Dairy farmers and environmentalists are at odds, and the debate has become "more like a civil war or a live fire exercise than consensus and cooperation," according to the Yakima Herald.
The project is titled the Groundwater Management Area Advisory Committee (GWAC). According to literature for the project, the aim is to “reduce nitrate concentrations in groundwater below state drinking water standards.” The state legislature has allocated $2.3 million to GWAC.
The Daily Sun News reported that "issues of trust" have been a major impediment to progress.
Farmers are hesitant to provide data to researchers for fear of litigation, the Herald said. Local farmer Doug Simpson, for instance, is concerned his data will not stay secret. “I don’t want to lose my farm because I participated,” he said.
Farmers have been burned in the past for shelling out info. "Four dairies that volunteered for an EPA groundwater study just more than a year ago were later sued by the local environmental group CARE. While the law protects producers, there is still fear that in the event of a court case, the information farmers release through a study will result in more lawsuits," the report said.
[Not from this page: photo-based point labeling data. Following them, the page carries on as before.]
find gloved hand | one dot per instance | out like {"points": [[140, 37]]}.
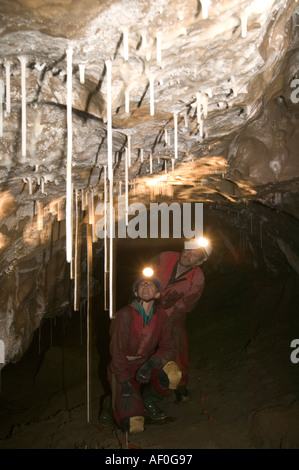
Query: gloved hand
{"points": [[171, 299], [127, 391], [144, 372]]}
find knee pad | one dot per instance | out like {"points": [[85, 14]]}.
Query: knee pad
{"points": [[170, 375], [132, 425]]}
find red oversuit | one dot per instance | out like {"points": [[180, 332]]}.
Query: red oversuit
{"points": [[179, 296], [132, 344]]}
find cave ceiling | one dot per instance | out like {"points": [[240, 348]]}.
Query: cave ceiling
{"points": [[204, 104]]}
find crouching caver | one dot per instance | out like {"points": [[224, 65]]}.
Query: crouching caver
{"points": [[142, 369]]}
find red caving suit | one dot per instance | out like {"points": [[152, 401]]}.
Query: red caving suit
{"points": [[179, 296], [132, 344]]}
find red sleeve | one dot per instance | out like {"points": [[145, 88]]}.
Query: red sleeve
{"points": [[119, 340]]}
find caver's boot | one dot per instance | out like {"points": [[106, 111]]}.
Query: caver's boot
{"points": [[182, 393], [106, 414], [150, 400]]}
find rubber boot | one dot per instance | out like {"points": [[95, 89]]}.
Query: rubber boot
{"points": [[150, 400], [106, 414]]}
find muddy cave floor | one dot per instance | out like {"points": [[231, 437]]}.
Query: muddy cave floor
{"points": [[244, 387]]}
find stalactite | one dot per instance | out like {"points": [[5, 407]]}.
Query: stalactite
{"points": [[7, 80], [23, 62]]}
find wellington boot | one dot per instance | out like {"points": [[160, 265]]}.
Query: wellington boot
{"points": [[150, 400]]}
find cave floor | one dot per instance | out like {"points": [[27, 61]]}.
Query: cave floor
{"points": [[244, 387]]}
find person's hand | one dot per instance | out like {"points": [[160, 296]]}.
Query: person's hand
{"points": [[144, 372], [126, 394], [170, 300]]}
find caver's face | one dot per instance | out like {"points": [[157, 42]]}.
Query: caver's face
{"points": [[146, 290], [190, 258]]}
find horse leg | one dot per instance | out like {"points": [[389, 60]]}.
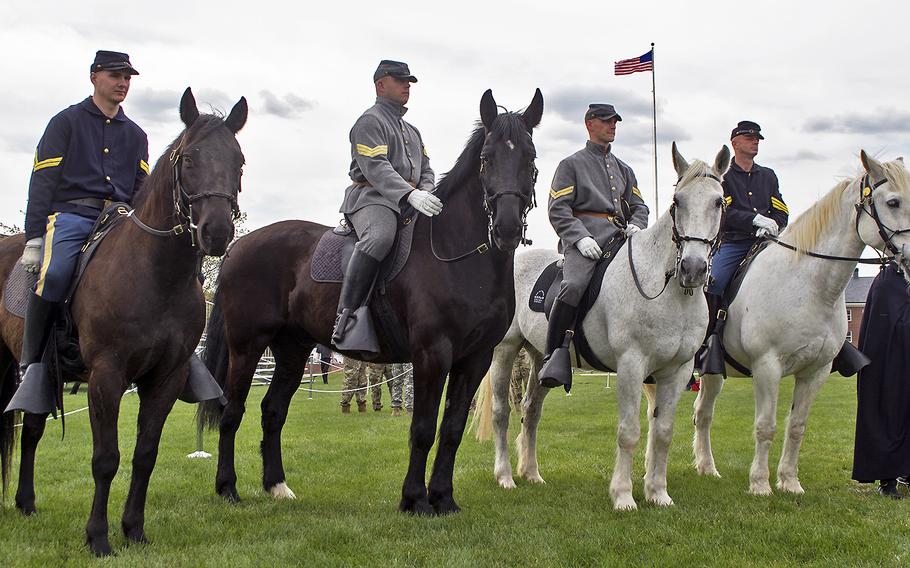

The GWAC effort began when "tests of wells in part of the Lower Valley showed that about 20 percent exceeded federal standards for nitrates," the Herald said. "Exposure to high levels of nitrates can have serious health consequences, especially for infants and pregnant women."
An EPA study found that dairy farms are "a likely source" of nitrates in residential drinking water wells in the valley. It was not possible for the study to determine whether septic systems are also contributing to the problem.
The EPA negotiated a deal with four dairy farms to "provide an alternate source of drinking water for neighbors within one mile down gradient of the dairies whose wells have levels of nitrate above EPA’s drinking water standard of 10 parts per million," the EPA said.
But the latest cleanup efforts have been bogged down by disagreements.
"Despite a facilitator who works to keep the meetings moving and the debate productive, finding consensus is hard for the 22-person committee made up of representatives of federal, state and county agencies, farmers, environmentalists and community members," the Herald reported.
“If it was easy, it’d been done a long time ago,” Vern Redifer, Yakima County’s public service director, said in the report.